Henderson continued, counting on his fingers.  "Then it was what you called 'multiple-choice' or 'sequence control' or some other damn thing.  Oh, yeah, and don't forget isosceles-damned-triangles in the sky!"  Henderson shook his head.  "Never anything about what the computer is going to do to help us poor slobs control airplanes better.  Oh, no.  And now -- and now, you're saying the computer is gonna make the problem worse?"

"You want me to explain?" I asked.

"I got all day."

"How many people does an approach controller have to talk to?" I asked rhetorically.  "Six, seven planes?  All right, there's the transition controller feeding him flight strips from the enroute center.  He's got one or more controllers right there in the radar room in adjacent sectors.  Up in the tower cab, by phone, is the local controller.  That's, say, 10 at various times.  Plenty, isn't it."

Henderson gestured for me to get on with my point.  I wrote the number 11 on the blackboard beside the word "computer."  Henderson stared at the board impassively.

Claude Meyer has a philosophical bent.  He had given much thought to this aspect of our assignment.  "Computers need data," he said.  "They don't make it for themselves, you know.  If anything, they reduce data.  But what you feed them better be good stuff.  Put in excrement and I don't have to tell you what comes out.  But, by God, the way things are right now, the only source for data is the controller."

"What data?" asked Henderson.

"Tracking data, mostly," I said.  "Where the planes actually are, moment by moment.  And altitude data."

Meyer grinned.  "Give us computer-types that good stuff and we can write algorithms 'til hell won't have it.  Woo-ee!  Pythagoras' Theorem, parametric in the time domain!"

Henderson was not amused.  He looked at his watch, a huge pilot's chronometer festooned with bezels and buttons.  The meeting was obviously over.  I followed him out of the conference room.

"It's true," I said.  "Look what happened in the enroute center.  A fiasco."

Henderson stopped in his tracks.  "Fiasco?"

"The FAA spent millions on those Librascope monsters," I said.  "They were supposed to print out the flight progress strips, right?  Well, the story I hear is that when weather is a factor and traffic gets tight, the first thing they do in the New York Center is call in their best controllers -- get 'em outta bed.  The second thing they do is, they stop talking to the damned computer.  And naturally, it stops talking to them."

Henderson appeared surprised.  I raised my voice.  "They go manual -- for hours, sometimes.  When calm is restored and there's plenty of time, only then do they start pumping stuff back into the machine.  But only then."

"Tracking data," repeated Meyer to Henderson's back.  "Let us automate the 'track-while-scan' function.  Then we'll get rid of your stacks."

"Not a chance."

There were many discussions like this over the next few months.  Each time I watched in vain for signs of acquiescence on the part of Henderson or any of our other ATC experts.
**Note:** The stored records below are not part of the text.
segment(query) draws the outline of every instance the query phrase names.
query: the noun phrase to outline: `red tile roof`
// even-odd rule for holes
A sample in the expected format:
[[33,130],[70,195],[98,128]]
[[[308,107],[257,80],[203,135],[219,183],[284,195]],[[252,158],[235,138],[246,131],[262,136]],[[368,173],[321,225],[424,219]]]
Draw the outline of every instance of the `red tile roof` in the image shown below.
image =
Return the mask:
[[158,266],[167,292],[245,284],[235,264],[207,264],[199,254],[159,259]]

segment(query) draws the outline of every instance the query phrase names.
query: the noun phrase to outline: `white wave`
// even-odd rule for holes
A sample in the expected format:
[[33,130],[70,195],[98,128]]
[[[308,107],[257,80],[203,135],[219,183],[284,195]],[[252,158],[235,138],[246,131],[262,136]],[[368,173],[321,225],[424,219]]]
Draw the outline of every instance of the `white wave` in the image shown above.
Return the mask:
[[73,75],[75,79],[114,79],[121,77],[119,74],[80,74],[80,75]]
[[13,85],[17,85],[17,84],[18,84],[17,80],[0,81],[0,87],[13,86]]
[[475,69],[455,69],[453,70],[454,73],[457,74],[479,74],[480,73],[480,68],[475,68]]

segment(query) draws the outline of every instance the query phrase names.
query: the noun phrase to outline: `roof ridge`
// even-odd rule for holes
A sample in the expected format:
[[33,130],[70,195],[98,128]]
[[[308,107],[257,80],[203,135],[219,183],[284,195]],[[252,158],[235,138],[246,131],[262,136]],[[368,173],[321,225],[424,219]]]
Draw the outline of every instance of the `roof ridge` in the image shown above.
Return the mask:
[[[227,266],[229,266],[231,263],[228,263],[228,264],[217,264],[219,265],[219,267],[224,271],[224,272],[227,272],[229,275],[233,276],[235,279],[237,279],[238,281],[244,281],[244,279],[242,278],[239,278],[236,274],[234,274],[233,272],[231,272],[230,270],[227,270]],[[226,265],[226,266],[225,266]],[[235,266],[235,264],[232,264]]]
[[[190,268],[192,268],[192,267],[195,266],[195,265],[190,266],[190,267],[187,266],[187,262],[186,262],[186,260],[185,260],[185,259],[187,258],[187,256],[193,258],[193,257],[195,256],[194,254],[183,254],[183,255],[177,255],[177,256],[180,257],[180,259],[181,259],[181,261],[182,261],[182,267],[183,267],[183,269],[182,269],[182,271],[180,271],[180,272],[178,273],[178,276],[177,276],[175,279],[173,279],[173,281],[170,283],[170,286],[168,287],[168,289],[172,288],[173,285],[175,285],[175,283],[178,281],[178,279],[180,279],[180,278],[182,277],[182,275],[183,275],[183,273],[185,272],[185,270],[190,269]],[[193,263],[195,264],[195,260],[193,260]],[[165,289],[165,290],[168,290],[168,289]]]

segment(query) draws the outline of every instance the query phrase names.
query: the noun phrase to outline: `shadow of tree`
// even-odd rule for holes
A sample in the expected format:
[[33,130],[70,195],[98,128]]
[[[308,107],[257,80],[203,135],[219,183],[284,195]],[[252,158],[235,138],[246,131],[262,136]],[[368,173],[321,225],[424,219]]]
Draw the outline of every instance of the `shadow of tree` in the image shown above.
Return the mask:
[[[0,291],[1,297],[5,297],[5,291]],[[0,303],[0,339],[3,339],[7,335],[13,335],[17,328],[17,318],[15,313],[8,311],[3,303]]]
We were firmly reminded that our contract did not call for proposing changes to the system, only the simulation of ATC the way it already is.  Even in its infancy, computer technology was known to be poorly suited to that mentality.  Whether it's payroll or process control, you don't mindlessly "computerize" a manual system.

Meanwhile, something flickered inside my head.  A private flame kindled.  In a period of weeks, the conflagration consumed my mind.  The biggest idea in my life.